You have to challenge yourself. Staying in comfort is not going to improve anything in your life. Learning is hard. Change is difficult. But not as painful as staying in comfort for too long.

You might learn some by staying where you are. If you do learn anything you’ll learn it slowly. It’s going to be so slow that one of two things will happen:

1. You’ll never reach your goal and you’ll be somehow okay with that.

2. You’ll realize that you gave up and are now not living the life you want.

Photo by Max Kramer on Unsplash

Lesson 6 — You’ve Never Gotten Better When Things Were Easy.

Writing this post is difficult. I could skip this lesson of Dan Martell’s and move on to something “easier” to write about. Nope. There has to be a greater story here. Also skipping would be cheating on my goal of writing about all 45 of his lessons he shared in his video: I’m 45. If you’re in your 20s or 30s, watch this. (For the previous lessons: 45 Lessons)

Dan Martell is a successful entrepreneur. He is now dedicated to teaching others so they can achieve their dreams just as he has. If they are willing to put in the work. In this video, he shares and briefly explains 45 lessons he found on his way to the success he has today.

Why? Why am I going to go through every single one of the 45 lessons Dan shares? So I can learn and pass on what I have learned to you.

You have to say yes so you can learn what works for you and doesn’t work. You have to say yes so you can challenge yourself.

You Survived Your Impossibles

Have you ever gone skiing down a route you thought was beyond your ability? Or did a hiked a difficult route you thought you would not be able finish? Or have you passed the course you thought there was no way you’d pass?

Life is full of “I Survived!” moments. Life if full of “I did it!” moments. Those moments are the times when you focused. When you dug deep to keep going. When you faced your fears and rose to the challenge. You might of been terrified the whole time and you still survived.

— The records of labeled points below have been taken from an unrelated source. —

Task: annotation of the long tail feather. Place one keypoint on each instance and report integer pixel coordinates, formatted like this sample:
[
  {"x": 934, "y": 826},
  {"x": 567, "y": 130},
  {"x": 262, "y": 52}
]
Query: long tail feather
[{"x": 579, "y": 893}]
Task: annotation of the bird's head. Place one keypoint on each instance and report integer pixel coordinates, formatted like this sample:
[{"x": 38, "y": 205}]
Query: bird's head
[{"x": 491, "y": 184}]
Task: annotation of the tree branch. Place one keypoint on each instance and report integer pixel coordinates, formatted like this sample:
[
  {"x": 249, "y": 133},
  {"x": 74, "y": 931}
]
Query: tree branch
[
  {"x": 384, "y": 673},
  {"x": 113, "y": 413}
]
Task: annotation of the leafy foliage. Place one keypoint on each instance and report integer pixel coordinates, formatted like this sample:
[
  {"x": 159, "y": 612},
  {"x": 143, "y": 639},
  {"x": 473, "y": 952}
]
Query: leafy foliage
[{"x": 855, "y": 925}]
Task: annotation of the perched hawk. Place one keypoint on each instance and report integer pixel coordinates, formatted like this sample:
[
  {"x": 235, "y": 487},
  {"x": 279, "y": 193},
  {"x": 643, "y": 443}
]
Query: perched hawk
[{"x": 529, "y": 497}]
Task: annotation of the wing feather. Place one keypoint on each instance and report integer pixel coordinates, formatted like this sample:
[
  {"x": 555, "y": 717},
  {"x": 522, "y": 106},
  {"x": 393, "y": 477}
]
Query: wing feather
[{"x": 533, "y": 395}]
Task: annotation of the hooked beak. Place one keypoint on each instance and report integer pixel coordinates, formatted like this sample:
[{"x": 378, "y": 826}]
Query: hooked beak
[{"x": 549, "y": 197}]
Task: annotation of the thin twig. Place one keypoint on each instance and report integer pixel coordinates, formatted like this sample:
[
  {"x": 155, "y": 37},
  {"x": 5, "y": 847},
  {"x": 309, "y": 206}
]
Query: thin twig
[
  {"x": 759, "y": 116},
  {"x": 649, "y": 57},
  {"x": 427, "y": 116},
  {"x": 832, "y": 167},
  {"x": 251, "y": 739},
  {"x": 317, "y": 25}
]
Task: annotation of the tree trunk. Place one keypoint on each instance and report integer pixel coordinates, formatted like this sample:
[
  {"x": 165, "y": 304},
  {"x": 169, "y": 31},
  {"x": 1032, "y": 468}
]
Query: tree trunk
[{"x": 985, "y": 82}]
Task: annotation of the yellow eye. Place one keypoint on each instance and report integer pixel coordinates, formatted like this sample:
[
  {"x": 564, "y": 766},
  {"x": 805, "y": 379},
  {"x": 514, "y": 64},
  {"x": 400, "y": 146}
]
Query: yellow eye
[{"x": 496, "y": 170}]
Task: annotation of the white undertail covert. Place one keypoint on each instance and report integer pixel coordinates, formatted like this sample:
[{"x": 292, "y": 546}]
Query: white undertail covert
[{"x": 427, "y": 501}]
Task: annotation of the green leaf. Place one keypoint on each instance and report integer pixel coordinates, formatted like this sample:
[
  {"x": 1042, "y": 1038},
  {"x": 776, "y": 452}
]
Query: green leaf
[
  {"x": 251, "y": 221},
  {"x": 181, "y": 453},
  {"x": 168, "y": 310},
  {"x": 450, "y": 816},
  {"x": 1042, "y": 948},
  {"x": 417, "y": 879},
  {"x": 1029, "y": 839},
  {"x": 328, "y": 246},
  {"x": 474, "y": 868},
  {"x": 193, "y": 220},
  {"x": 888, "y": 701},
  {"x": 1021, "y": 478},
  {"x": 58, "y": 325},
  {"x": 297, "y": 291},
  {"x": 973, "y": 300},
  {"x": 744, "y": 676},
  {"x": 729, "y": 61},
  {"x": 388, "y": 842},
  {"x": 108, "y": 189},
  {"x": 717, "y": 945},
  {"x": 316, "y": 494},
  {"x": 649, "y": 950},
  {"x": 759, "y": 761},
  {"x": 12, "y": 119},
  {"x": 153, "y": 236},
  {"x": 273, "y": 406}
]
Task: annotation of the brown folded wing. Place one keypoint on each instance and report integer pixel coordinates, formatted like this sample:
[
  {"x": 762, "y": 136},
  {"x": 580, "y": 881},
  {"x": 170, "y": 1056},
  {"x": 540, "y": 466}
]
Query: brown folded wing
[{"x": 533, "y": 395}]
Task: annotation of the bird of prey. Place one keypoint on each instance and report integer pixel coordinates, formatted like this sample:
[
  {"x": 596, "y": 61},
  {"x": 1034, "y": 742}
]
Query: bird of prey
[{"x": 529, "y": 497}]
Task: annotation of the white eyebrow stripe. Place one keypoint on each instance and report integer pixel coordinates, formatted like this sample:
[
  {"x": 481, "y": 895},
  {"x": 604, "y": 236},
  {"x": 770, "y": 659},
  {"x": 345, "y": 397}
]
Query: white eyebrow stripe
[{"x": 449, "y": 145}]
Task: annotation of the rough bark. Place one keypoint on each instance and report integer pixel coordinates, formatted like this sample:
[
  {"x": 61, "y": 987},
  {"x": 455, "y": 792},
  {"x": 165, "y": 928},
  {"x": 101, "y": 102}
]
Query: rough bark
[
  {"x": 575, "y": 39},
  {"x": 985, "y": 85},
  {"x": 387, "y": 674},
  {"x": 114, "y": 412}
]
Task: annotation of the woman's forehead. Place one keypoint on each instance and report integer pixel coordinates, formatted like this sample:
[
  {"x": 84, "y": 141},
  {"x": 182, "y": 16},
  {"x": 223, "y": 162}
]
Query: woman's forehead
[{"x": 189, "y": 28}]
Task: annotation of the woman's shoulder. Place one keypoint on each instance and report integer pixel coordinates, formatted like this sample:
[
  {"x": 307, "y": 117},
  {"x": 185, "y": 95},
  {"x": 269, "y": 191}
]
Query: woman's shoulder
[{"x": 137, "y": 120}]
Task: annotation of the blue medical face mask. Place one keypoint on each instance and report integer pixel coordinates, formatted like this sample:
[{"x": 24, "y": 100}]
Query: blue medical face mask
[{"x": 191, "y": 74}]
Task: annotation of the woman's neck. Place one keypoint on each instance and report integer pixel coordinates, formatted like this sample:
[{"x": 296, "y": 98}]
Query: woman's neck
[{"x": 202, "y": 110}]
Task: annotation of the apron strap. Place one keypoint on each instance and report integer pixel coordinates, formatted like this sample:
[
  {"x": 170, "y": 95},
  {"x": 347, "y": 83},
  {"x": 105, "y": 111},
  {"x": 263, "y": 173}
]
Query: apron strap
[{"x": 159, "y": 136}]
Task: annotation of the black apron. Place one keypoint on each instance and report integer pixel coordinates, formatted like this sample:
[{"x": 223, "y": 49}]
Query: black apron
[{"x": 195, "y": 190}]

After you went down that ski slope and looked back did you wonder why you were afraid to go down it because at the bottom it never looks as steep.

It is the same for all challenges in our lives. As Dan explains, it is on the backend of challenging yourself that you realize what you learned and you are capable of more.

Increasing the Reps.

Anyone who has ever studied a new language or music would know that a major part of learning is repetition. Where you spend a lot of time practicing the same line over and over.

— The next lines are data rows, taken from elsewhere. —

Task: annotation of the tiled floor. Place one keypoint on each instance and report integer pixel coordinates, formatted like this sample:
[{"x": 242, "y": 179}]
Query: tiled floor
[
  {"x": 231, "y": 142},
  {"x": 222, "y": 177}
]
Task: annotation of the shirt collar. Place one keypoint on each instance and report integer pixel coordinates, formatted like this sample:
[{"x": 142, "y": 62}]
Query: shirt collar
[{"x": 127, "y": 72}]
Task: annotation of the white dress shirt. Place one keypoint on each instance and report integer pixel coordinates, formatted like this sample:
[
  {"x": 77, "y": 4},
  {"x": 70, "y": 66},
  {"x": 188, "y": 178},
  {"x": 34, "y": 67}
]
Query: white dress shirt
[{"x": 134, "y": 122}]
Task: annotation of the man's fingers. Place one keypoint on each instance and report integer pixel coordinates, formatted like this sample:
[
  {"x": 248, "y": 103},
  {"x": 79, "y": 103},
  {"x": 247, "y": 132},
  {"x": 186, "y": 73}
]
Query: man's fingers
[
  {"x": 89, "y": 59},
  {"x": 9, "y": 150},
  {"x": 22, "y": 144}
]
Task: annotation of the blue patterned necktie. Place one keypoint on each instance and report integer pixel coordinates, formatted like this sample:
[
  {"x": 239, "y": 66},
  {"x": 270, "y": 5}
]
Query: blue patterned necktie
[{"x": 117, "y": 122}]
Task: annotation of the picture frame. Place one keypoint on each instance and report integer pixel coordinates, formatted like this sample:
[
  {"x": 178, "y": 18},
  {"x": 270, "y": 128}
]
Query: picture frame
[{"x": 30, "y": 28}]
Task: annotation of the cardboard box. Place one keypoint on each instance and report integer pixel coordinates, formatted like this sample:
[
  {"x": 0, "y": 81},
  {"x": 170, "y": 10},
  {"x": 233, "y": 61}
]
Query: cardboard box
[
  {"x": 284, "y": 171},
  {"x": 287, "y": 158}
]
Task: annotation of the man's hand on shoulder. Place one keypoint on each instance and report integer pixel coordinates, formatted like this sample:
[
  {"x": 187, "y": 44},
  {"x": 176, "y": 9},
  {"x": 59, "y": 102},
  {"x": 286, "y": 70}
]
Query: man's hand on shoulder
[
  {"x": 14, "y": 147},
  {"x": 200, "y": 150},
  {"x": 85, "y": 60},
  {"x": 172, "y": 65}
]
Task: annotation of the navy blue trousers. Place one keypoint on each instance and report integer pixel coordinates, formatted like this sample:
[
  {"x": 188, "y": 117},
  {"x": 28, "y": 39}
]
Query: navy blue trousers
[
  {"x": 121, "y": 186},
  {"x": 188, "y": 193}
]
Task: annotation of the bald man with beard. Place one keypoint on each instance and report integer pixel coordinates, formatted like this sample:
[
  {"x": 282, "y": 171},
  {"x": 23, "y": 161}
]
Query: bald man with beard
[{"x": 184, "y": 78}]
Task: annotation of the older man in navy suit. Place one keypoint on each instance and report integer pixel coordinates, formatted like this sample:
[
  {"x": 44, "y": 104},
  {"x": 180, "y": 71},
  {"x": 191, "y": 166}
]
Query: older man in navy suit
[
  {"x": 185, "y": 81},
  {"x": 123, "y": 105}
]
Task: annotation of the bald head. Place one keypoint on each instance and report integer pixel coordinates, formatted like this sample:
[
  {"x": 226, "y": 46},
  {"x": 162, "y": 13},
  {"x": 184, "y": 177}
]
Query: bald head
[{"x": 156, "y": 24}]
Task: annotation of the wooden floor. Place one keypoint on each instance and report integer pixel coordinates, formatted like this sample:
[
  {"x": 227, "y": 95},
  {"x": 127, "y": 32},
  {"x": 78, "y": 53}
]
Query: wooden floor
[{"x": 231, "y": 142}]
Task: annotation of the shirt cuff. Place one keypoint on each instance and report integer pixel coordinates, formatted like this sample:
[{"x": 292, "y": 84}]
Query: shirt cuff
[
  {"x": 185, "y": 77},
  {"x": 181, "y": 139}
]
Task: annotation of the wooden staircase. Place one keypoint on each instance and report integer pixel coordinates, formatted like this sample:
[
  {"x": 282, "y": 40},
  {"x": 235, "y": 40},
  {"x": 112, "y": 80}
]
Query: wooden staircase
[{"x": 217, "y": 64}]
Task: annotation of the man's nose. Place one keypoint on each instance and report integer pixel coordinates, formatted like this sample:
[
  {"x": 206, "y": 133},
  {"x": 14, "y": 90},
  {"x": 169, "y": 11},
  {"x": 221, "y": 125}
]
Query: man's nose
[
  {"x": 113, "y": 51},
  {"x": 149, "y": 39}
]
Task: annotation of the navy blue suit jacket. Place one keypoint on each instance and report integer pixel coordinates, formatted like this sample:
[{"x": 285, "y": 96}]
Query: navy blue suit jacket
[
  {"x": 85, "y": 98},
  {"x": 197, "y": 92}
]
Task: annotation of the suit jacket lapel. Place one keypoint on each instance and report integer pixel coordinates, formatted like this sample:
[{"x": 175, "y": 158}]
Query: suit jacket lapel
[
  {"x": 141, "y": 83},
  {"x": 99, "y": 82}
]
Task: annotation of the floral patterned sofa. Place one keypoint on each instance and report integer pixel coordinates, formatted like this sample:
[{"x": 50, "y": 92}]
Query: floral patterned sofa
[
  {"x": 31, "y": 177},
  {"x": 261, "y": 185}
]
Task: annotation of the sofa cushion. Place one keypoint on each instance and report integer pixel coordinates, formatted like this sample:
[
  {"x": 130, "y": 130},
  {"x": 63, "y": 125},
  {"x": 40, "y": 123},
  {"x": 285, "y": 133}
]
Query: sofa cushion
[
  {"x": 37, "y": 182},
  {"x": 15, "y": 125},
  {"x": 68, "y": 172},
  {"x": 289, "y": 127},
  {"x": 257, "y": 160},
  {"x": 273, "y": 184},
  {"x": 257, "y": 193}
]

At the same time of repeating that same line, a bit more is added. Eventually you can play the whole song seamlessly.

Increasing your reps helps you to build. You can learn one bit at time and keep layering things more challenges on. At regular intervals you step backwards to increase your mastery of a previous part. Over time your baseline changes.

Maybe at first you could only do 5 proper pushups in a row. Now your basic starting point is twenty. How did you get to there? The answer is simple. You got there by the consistent addition of more to make it harder and commitment to regularly do pushups.

Another not so common example of increasing the reps is completing a fourth year capstone project in university. I remember sitting on campus in my first year thinking I would never be able to do that fourth year project. Everything I learned in the 3-years leading up to it built me up to where I could handle it.

What about studying for the LSAT or MCAT? At first that test is impossible. With consistent studying and practice it is possible to pass. But it is not just learning endurance to answer as many questions as possible fast. It is learning the question types and building up your abilities to quickly recognize them and know the strategy for answering them.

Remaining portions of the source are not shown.